One possibility is that the .dtd URI referred to in the DOCTYPE is being
loaded from the web.  You can make a local copy and register it in an
XML catalog or otherwise provide it to a custom LSResourceResolver in
the DOMConfiguration attached to the LSParser.  (Even if not validating
against the DTD, you need to access it because it may define entities,
such as ' used in XHTML to represent the apostrophe character,
which might appear in the document.  If the delay is caused by the
retrieval of the DTD from the web, it should go away if the URI is
resolved to a local copy.

Jeff

On 8/2/2014 7:17 AM, John Jones wrote:
> Hi,
> I am : using Java 1.7 with xerces 2.11.0 in Eclipse.
>        ; inexperienced with  xerces and xml.
>        : have a simple  program (Which seems to work as intended) to
> pick out some required details from an xml document.
> 
> The problem I have is that there is a delay of around 20 seconds before
> the parsing completes.

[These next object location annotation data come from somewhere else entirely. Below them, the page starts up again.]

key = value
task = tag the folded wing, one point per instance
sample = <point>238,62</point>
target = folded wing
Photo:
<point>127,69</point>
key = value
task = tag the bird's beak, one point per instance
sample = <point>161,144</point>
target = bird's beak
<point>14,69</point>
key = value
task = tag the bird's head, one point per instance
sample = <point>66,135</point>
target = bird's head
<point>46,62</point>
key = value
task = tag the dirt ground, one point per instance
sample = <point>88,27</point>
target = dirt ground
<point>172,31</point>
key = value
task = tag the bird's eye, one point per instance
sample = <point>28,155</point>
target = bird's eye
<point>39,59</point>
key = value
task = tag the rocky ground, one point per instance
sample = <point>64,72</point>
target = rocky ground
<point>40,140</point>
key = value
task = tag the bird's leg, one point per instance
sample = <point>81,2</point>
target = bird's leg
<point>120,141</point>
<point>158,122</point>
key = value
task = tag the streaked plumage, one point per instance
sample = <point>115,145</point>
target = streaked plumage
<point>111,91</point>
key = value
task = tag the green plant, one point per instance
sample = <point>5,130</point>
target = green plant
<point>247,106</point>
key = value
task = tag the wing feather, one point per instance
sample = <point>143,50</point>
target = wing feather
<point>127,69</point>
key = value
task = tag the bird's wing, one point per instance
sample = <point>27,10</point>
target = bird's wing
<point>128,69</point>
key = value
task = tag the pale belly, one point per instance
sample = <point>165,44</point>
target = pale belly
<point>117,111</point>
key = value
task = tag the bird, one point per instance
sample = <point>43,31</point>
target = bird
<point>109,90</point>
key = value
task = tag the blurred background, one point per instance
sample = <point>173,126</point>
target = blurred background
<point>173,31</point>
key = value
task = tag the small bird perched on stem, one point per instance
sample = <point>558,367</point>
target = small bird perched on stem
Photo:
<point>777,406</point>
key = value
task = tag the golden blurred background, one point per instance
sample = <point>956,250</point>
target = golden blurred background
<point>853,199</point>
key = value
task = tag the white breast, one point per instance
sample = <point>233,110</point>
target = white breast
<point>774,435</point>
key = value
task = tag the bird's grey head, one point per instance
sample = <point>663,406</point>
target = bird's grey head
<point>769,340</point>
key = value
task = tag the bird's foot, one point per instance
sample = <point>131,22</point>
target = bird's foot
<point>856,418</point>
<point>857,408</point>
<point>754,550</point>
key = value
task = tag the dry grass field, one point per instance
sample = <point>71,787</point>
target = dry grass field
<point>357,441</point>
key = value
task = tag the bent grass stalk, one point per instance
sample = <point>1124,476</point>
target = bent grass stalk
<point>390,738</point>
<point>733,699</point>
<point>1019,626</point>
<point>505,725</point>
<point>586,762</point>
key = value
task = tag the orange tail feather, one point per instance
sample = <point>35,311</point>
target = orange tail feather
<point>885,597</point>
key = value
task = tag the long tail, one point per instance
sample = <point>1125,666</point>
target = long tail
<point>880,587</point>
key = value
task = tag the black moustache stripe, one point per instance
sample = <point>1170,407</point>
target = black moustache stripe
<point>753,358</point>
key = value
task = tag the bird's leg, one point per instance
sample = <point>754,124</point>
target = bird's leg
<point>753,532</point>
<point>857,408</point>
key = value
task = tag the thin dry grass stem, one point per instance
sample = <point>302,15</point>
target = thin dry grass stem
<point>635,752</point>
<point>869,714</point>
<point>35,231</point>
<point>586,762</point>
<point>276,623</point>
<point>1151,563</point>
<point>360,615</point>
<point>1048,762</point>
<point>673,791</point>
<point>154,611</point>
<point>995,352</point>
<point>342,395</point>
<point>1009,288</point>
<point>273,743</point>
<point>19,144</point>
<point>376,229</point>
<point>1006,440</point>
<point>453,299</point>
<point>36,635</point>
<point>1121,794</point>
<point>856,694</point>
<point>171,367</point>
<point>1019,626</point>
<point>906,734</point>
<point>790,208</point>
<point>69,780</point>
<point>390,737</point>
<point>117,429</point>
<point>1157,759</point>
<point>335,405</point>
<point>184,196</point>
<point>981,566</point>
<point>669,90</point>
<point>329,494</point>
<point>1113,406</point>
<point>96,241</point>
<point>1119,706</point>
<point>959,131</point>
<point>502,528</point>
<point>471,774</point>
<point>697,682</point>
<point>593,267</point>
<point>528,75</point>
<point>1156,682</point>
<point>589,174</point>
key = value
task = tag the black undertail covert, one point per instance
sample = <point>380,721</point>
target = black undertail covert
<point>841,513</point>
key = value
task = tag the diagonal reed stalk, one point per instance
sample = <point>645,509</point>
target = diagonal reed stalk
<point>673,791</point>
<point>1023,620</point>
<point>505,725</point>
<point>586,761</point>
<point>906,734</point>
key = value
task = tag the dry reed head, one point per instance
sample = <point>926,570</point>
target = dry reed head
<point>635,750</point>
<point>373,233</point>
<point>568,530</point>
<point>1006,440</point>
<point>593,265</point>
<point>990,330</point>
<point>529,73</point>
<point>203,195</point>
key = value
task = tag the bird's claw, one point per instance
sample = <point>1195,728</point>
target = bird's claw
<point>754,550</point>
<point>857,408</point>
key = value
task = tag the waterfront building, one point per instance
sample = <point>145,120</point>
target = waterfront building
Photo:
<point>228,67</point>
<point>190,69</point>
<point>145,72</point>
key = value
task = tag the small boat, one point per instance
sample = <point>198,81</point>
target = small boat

There is no significant network or cpu activity
> during the parse which suggested a network time-out. I have checked that
> the http references all exist.
> Consulting the web faqs suggested trying to ensure validation is turned off.
> I have tried to do this but it leads to an impossible cast.
> 
> So I now have three questions:
> The traffic on this mailing list seems quite light. Is this question
> appropriate for this mailing list? Can you think of a more appropriate
> forum?
> Can you suggest other likely reasons why there is a delay in processing
> a short XML document?
> Can you explain where I am going wrong in turning off validation?
> 
> The document is an html bank statement with just two transactions. It is
> suitable for input to Excel and there is no delay when opening it with
> Excel.
> The first line of the xml was added manually when xerces reported a bad
> UTF-8 character. It doesn't appear to affect Excel.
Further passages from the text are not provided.